Metode Vis-NIR merupakan pengukuran absorbansi pada panjang gelombang sinar tampak dan near-infrared. Cahaya yang dihasilkan akan dipantulkan dan diserap oleh sampel. Cahaya yang dipantulkan selanjutnya akan diukur oleh detektor sehingga dan diinterpretasikan dalam bentuk spektrum. Pengukuran dilakukan dengan mengidentifikasi spektrum spesifik untuk setiap sampel. Pada metode yang membandingkan metode Vis-NIR dan NIR diperoleh nilai akurasi yang lebih tinggi menggunakan metode Vis-NIR. Perbedaan spektrum yang dihasilkan antara spektra Vis dan NIR relatif kecil, sehingga diperlukan pendekatan yaitu One Class Classification (OCC) dan Support Vector Machine (SVM) serta Partial Least Squares Discriminant Analysis (PLS-DA). OCC digunakan untuk membedakan halal dari non halal. SVM dan PLS-DA digunakan untuk membedakan antara domba, sapi, ayam, dan babi. (47)

  Metode NIR yang dikombinasikan dengan kemometrik yaitu PLS dan LDA mendapatkan hasil yang akurat. Pada spektrum diperoleh perbedaan intensitas antar bakso babi, campuran dan sapi. Selanjutnya pada kemometrik dengan PLS diperoleh nilai R^2=0,971 dan nilai RMSE terendah sebesar 5,384. LDA dapat mengklasifikasikan sampel murni (daging sapi) dan teraldeturasi (campuran) menggunakan spektrum turunan pertama. Metode ini dapat menganalisis produk olahan dan tanpa destruktif atau reagen kimia. Namun, metode ini memiliki sensitivitas rendah di bawah 10% adulterasi (48). Jika dibandingkan antara Vis-NIR dan NIR maka didapatkan hasil yang akurat dengan metode Vis-NIR. Namun, metode NIR yang dikombinasikan dengan kemometrik mendapatkan hasil yang lebih baik dibandingkan hanya dengan metode NIR. 

  Pengujian menggunakan Spektroskopi H-NMR yang dilakukan dengan mencampurkan butter dan lemak babi dalam beberapa konsentrasi, yaitu dari 0,5% hingga 80% sebagai sampel.

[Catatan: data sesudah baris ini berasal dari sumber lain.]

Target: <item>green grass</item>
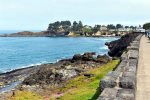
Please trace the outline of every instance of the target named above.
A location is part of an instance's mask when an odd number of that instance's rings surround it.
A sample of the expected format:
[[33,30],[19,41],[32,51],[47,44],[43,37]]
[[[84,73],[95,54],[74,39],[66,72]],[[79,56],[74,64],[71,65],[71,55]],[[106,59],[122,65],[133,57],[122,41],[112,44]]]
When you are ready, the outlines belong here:
[[[112,71],[119,60],[112,60],[108,64],[98,68],[91,69],[85,73],[94,74],[94,77],[87,78],[83,75],[67,82],[65,87],[56,89],[56,93],[63,93],[62,97],[48,97],[50,100],[96,100],[100,94],[99,82],[109,71]],[[14,96],[8,97],[8,100],[47,100],[44,96],[29,92],[16,91]]]
[[8,100],[43,100],[43,98],[29,91],[16,91],[14,96],[8,97]]
[[[70,80],[60,92],[64,93],[59,100],[96,100],[100,94],[99,82],[109,71],[112,71],[119,60],[113,60],[99,68],[92,69],[86,73],[94,74],[92,78],[83,75]],[[55,99],[55,98],[53,98]]]

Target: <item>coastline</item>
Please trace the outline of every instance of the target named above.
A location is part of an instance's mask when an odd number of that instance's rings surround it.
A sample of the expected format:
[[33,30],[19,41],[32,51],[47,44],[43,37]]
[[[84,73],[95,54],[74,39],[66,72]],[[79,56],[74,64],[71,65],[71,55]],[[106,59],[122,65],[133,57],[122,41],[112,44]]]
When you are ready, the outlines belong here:
[[[84,54],[86,54],[86,53],[84,53]],[[87,53],[87,54],[92,54],[92,53]],[[87,59],[88,59],[88,57],[91,57],[91,56],[93,56],[93,55],[87,56]],[[58,62],[55,62],[55,63],[47,63],[47,64],[41,64],[41,65],[36,65],[36,66],[29,66],[29,67],[26,67],[26,68],[19,68],[19,69],[15,69],[15,70],[12,70],[12,71],[5,72],[5,73],[0,73],[0,81],[1,81],[0,82],[0,90],[7,87],[7,86],[9,86],[9,85],[11,85],[14,82],[20,81],[19,84],[21,84],[24,81],[25,78],[27,78],[31,74],[36,73],[42,67],[51,66],[51,68],[56,68],[56,66],[62,66],[64,63],[68,63],[68,61],[70,62],[72,59],[73,58],[71,58],[71,59],[62,59],[62,60],[59,60]],[[106,58],[106,59],[108,60],[108,58]],[[76,60],[75,60],[75,62],[76,62]],[[87,62],[88,61],[83,61],[82,63],[86,64]],[[93,62],[93,60],[91,60],[91,63],[92,62]],[[101,65],[101,63],[98,64],[98,65]],[[96,66],[96,65],[94,65],[94,66]],[[15,88],[15,87],[13,87],[13,88]]]

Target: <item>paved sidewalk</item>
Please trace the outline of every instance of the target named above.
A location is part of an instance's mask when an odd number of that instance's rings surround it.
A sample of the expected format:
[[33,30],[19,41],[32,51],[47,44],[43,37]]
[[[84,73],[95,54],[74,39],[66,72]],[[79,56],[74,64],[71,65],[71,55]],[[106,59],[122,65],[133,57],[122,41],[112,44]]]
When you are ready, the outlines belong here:
[[136,100],[150,100],[150,40],[145,36],[140,43]]

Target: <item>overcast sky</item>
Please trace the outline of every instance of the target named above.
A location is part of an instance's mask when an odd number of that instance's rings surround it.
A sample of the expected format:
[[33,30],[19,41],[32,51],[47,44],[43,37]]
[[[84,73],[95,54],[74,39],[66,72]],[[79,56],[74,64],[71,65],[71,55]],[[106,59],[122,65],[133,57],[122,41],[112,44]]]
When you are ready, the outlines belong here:
[[150,0],[0,0],[0,30],[44,30],[61,20],[139,25],[150,21]]

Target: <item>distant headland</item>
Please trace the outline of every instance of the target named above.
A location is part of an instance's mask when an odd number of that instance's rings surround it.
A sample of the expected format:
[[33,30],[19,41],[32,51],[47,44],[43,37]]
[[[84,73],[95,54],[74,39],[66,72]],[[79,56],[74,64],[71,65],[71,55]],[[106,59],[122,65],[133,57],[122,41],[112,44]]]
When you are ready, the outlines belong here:
[[47,30],[41,32],[23,31],[18,33],[2,34],[0,37],[103,37],[122,36],[131,32],[145,32],[140,25],[123,26],[121,24],[83,25],[81,21],[57,21],[50,23]]

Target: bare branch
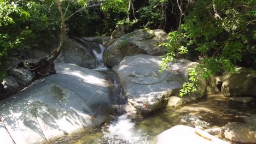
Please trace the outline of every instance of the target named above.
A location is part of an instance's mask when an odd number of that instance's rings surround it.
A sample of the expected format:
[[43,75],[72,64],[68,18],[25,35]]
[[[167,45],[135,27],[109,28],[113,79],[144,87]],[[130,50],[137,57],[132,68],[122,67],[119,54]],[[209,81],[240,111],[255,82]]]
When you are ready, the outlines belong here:
[[68,5],[67,6],[67,8],[66,8],[66,10],[65,10],[65,13],[64,13],[64,14],[63,14],[63,16],[64,17],[65,17],[65,16],[66,16],[66,14],[67,13],[67,10],[68,9],[68,7],[69,7],[69,3],[70,3],[70,0],[68,0]]

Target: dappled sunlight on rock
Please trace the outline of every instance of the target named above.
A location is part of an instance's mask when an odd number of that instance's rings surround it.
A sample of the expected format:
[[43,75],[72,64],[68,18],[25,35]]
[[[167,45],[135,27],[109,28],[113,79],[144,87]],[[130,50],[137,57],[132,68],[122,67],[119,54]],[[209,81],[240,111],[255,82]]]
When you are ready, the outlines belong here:
[[56,67],[57,74],[0,102],[1,121],[16,143],[46,142],[100,125],[108,118],[112,107],[104,76],[71,64]]

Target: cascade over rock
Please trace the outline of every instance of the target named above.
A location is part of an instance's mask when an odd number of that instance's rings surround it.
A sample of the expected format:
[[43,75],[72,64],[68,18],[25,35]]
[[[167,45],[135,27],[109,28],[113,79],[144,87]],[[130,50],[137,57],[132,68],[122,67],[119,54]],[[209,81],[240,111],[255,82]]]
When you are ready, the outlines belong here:
[[[202,97],[207,93],[207,85],[199,85],[198,92],[191,95],[178,96],[182,84],[188,79],[188,69],[197,64],[185,59],[172,63],[171,70],[158,72],[160,56],[136,55],[127,56],[119,64],[117,73],[123,92],[137,112],[147,114],[158,109],[177,106]],[[218,89],[216,87],[215,89]],[[175,98],[184,103],[177,104]],[[168,102],[168,99],[169,101]],[[180,100],[179,99],[179,100]],[[179,103],[179,102],[177,102]]]
[[10,139],[15,143],[47,143],[109,119],[113,101],[103,75],[72,64],[58,63],[55,68],[57,74],[0,101],[0,133],[4,134],[0,143]]
[[159,31],[157,32],[158,37],[153,31],[149,29],[139,29],[123,35],[110,45],[104,52],[105,65],[109,67],[118,65],[127,56],[139,54],[161,56],[165,54],[166,48],[158,46],[165,39],[162,38],[161,35],[164,35],[160,34]]

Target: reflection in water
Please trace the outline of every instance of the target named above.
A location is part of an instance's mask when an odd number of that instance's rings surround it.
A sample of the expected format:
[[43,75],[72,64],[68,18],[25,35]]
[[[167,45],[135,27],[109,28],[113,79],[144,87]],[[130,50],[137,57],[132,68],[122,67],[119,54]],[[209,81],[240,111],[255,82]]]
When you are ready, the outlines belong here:
[[88,139],[89,135],[86,135],[77,143],[148,143],[150,138],[172,127],[183,124],[181,119],[186,115],[200,116],[201,120],[211,123],[213,127],[219,127],[230,122],[246,123],[244,117],[256,116],[256,107],[255,104],[231,103],[222,94],[208,95],[197,101],[177,108],[167,108],[142,118],[132,121],[126,115],[121,116],[103,127],[102,132],[91,134],[94,140]]

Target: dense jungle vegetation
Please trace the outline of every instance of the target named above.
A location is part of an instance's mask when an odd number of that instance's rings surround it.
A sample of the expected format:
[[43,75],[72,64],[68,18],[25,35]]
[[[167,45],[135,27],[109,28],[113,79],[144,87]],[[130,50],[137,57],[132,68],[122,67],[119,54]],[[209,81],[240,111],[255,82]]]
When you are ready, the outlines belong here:
[[1,79],[8,58],[61,33],[58,2],[70,37],[110,35],[117,25],[168,33],[162,69],[178,57],[202,62],[190,69],[181,96],[195,91],[199,77],[256,67],[254,0],[0,0]]

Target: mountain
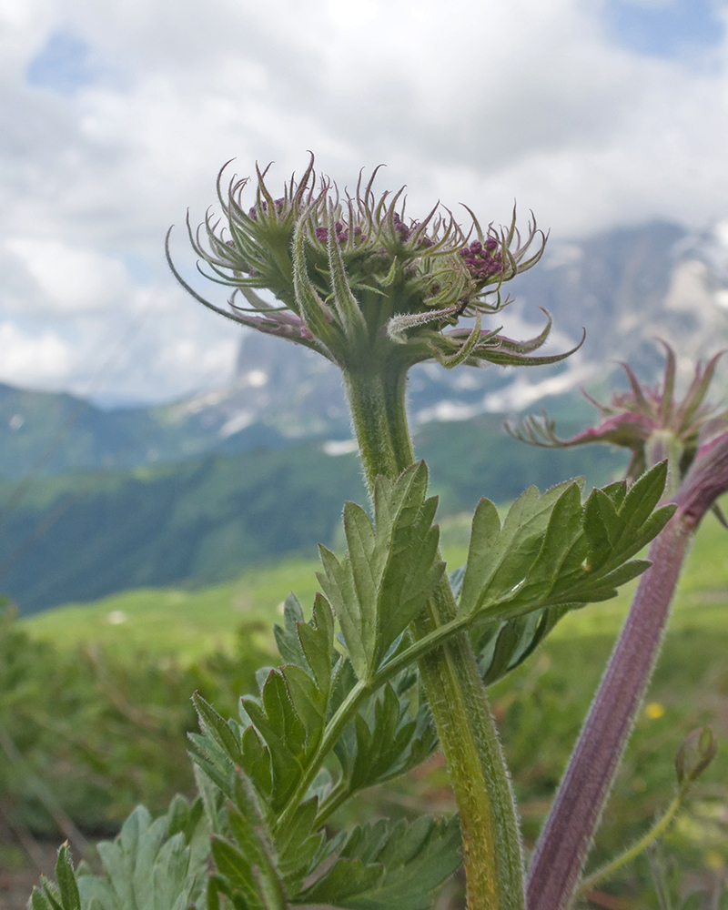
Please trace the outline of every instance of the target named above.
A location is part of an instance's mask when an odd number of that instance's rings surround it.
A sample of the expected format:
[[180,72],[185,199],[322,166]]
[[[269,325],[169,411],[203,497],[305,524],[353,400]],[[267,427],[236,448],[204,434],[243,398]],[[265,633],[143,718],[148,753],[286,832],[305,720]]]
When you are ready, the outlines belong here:
[[[498,317],[506,334],[540,331],[541,307],[554,318],[548,352],[573,347],[583,327],[581,349],[532,370],[421,364],[410,379],[414,426],[516,413],[541,401],[569,414],[579,407],[572,403],[579,387],[599,391],[614,360],[629,359],[645,379],[656,375],[655,338],[673,345],[687,378],[695,359],[728,347],[728,222],[703,234],[655,222],[550,242],[539,266],[510,290],[515,302]],[[70,395],[0,386],[0,476],[6,478],[181,461],[304,439],[345,445],[349,438],[336,368],[253,331],[242,333],[228,385],[162,407],[108,411]]]
[[[728,348],[728,223],[703,234],[655,223],[551,244],[511,290],[507,334],[537,332],[542,307],[554,317],[551,351],[572,347],[582,326],[586,340],[548,369],[412,370],[416,449],[443,513],[576,474],[604,482],[619,469],[622,456],[608,450],[518,443],[502,434],[502,416],[544,401],[568,435],[592,413],[578,387],[606,397],[612,359],[653,378],[661,337],[686,378],[693,359]],[[0,386],[0,589],[28,612],[310,553],[336,536],[345,498],[366,501],[350,435],[335,368],[253,332],[228,386],[163,407],[107,411]]]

Selain itu, juga dilakukan kemometrik untuk membedakan spektrum butter dan lemak babi yang memiliki kemiripan yang cukup tinggi. Metode ini memiliki sensitivitas yang tinggi, diinterpretasikan dengan deteksi lemak babi pada konsentrasi terkecil yaitu 0,5%. Hasil yang diperoleh akurat, dibuktikan dengan rendahnya nilai RMSEC 0,0091% dan RMSEP 0,0090 (49). 

  Metode yang dapat digunakan selanjutnya adala Optimized Electronic Nose System (OENS), dengan kemometrik PCA, dan SVM. Metode dioptimasi melalui noise filtering dengan metode Discrete Wavelet Transform (DWT), optimasi sensor array dengan PCA, serta optimasi algoritma klasifikasi dengan SVM. Penelitian menggunakan variasi konsentrasi babi dalam daging sapi dengan 7 tingkatan dan didapatkan akurasi deteksi terbaik 98,1% menggunakan SVM. Metode ini hanya butuh 15-20 menit per sampel serta tidak perlu ekstraksi atau pelarutan sampel. Namun, metode ini belum diuji untuk produk olahan yang sudah bercampur bahan lain (50).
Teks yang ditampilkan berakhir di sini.